# Experiment 2 - Naive Bayes Classifier 
#### Data Preprocessing 
#### Train / Test splitting
#### Building Naive Bayes Classifier 
#### Evaluating Classifier

In [1]:


import pandas as pd
from sklearn.model_selection import train_test_split
import random
import math
import statistics

In [2]:
df = pd.read_csv("adult_csv.csv")
print("Shape :",df.shape)
df.head()

Shape : (48842, 15)


Unnamed: 0,age,workclass,fnlwgt,education,education-num,marital-status,occupation,relationship,race,sex,capitalgain,capitalloss,hoursperweek,native-country,class
0,2,State-gov,77516,Bachelors,13,Never-married,Adm-clerical,Not-in-family,White,Male,1,0,2,United-States,<=50K
1,3,Self-emp-not-inc,83311,Bachelors,13,Married-civ-spouse,Exec-managerial,Husband,White,Male,0,0,0,United-States,<=50K
2,2,Private,215646,HS-grad,9,Divorced,Handlers-cleaners,Not-in-family,White,Male,0,0,2,United-States,<=50K
3,3,Private,234721,11th,7,Married-civ-spouse,Handlers-cleaners,Husband,Black,Male,0,0,2,United-States,<=50K
4,1,Private,338409,Bachelors,13,Married-civ-spouse,Prof-specialty,Wife,Black,Female,0,0,2,Cuba,<=50K


In [3]:
# Preprocessing

df = df.drop(["capitalgain",'capitalloss','native-country'],axis = 1)


print("Shape",df.shape)
df.head()

index_drop = []
for index,row in df.iterrows():
    if row.isnull().values.any():
        index_drop.append(index)


df.drop(index_drop,inplace=True)
print("After empty value removal Shape:",df.shape)
print("No of null values :", df.isna().values.sum())

random.seed(100)


x_train ,x_test = train_test_split(df,test_size=0.1)       
print("x_train shape :",x_train.shape,"x_test shape :",x_test.shape)
#Splitting dataset into train and test



Shape (48842, 12)
After empty value removal Shape: (46033, 12)
No of null values : 0
x_train shape : (41429, 12) x_test shape : (4604, 12)


In [4]:
#Building the classifier

# Functions essentials to estimate probabilities of attributes
no_of_rows,no_of_cols = x_train.shape 

def prob_norm_distribution(x, mean, stdev):
    if stdev == 0:
        stdev = float(10 ** 5)
    expo_val = math.exp(-((x-mean)**2 / (2 * stdev**2 )))
    return (1 / (math.sqrt(2 * math.pi) * stdev)) * expo_val

def get_mean(numbers):
	return sum(numbers)/float(no_of_rows)

def stdev(numbers):
	avg = get_mean(numbers)
	variance = sum([(x-avg)**2 for x in numbers]) / float(no_of_rows-1)
	return math.sqrt(variance)

cont_attr = ["age","fnlwgt","education-num","hoursperweek"]

discrete_attr = []

for i in df.columns:

    if i not in cont_attr:
        discrete_attr.append(i)




In [5]:
values1 = df.loc[df["class"] == "<=50K" ]
values2 = df.loc[df["class"] == ">=50K" ]
def naivebayes(list_of_val):
    prob1 = 1
    prob2 = 1
    
# Using Normal distribution to calculate probability for continous attributes
    for col in cont_attr:

        prob1 = prob1 * prob_norm_distribution(list_of_val[col],get_mean(values1[col]),stdev(values1[col]))
        prob2 = prob2 * prob_norm_distribution(list_of_val[col],get_mean(values2[col]),stdev(values2[col]))

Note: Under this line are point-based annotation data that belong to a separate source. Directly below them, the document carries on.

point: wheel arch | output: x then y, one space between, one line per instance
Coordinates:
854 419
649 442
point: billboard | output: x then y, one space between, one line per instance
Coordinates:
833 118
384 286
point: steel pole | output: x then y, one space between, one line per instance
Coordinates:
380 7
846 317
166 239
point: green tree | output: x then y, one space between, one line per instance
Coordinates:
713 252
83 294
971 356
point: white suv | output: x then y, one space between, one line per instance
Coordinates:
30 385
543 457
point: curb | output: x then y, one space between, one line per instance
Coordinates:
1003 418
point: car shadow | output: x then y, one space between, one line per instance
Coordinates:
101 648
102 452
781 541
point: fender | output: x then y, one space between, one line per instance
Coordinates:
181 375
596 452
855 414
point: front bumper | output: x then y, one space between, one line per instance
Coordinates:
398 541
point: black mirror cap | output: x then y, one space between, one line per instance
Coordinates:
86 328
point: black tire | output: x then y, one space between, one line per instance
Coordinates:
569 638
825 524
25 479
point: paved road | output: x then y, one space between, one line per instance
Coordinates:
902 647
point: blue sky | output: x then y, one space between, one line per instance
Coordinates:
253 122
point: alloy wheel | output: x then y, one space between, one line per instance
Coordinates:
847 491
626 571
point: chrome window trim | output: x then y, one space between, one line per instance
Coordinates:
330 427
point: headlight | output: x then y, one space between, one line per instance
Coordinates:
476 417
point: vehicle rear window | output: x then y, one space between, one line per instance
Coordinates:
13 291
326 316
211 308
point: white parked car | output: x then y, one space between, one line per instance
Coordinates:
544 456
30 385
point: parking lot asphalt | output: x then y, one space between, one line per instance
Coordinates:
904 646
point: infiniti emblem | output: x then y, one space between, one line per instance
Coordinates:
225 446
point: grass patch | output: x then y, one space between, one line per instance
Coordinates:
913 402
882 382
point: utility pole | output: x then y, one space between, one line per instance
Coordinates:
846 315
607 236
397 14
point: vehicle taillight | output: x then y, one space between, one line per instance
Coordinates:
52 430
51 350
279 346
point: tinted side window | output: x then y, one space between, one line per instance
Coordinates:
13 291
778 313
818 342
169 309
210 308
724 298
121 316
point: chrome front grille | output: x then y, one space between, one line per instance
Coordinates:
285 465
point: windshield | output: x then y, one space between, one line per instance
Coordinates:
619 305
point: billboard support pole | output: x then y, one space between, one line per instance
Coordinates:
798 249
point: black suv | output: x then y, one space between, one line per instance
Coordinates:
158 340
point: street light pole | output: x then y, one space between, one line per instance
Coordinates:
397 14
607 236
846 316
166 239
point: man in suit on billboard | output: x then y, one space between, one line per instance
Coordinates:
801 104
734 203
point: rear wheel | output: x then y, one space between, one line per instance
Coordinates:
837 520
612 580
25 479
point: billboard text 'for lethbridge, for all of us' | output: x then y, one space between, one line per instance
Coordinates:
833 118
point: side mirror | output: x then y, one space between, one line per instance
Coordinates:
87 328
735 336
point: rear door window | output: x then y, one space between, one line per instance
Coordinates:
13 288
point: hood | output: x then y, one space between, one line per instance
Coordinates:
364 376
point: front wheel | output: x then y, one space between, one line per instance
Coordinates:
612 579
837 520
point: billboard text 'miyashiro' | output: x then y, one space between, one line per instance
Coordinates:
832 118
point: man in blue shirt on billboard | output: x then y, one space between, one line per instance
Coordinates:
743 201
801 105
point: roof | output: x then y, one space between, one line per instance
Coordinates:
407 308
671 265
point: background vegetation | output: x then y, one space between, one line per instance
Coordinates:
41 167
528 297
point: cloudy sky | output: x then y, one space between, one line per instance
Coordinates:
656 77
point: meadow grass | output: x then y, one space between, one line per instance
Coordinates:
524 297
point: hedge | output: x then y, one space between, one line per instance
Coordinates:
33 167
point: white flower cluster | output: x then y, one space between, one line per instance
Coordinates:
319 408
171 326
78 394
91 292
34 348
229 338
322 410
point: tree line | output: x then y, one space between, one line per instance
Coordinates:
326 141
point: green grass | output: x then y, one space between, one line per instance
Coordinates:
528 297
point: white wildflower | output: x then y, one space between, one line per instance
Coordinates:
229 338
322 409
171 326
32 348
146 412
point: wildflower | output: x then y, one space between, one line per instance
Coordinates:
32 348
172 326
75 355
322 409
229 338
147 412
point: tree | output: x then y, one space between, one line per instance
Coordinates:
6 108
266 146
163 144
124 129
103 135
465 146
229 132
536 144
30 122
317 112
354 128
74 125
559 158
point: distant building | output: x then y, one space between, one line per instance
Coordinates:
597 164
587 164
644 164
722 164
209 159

# Using Laplaschian smoothening to calculate probability of discrete attributes
    for col in discrete_attr:

        type_of_val  = list_of_val[col]
        prob =  (len(values1.loc[values1[col] == type_of_val]) + 5 )/(len(values1) + 5)
        prob1 *= prob

        prob =  (len(values2.loc[values2[col] == type_of_val]) + 5 )/(len(values2) + 5)
        prob2 *= prob

    
    if prob1 > prob2:
        return "<=50K"

    else:
        return ">=50K"

    






In [6]:
#Calculating accuracy of classifier
count = 0
for index,row in x_test.iterrows():
    # print(row["workclass"])
    # sent_val = pd.DataFrame(row,columns =['age', 'workclass', 'fnlwgt', 'education', 'education-num',
    #    'marital-status', 'occupation', 'relationship', 'race', 'sex',
    #    'hoursperweek', 'class'])

    # print(sent_val)
    prediction = naivebayes(row)
    # print(prediction)

    if row["class"] == prediction:
        count += 1


print("Correctly Predicted: ",count)
print("Total no of predictions :",len(x_test))
print("Accuracy : ",float(count/len(x_test))) 

Correctly Predicted:  3440
Total no of predictions : 4604
Accuracy :  0.7471763683753258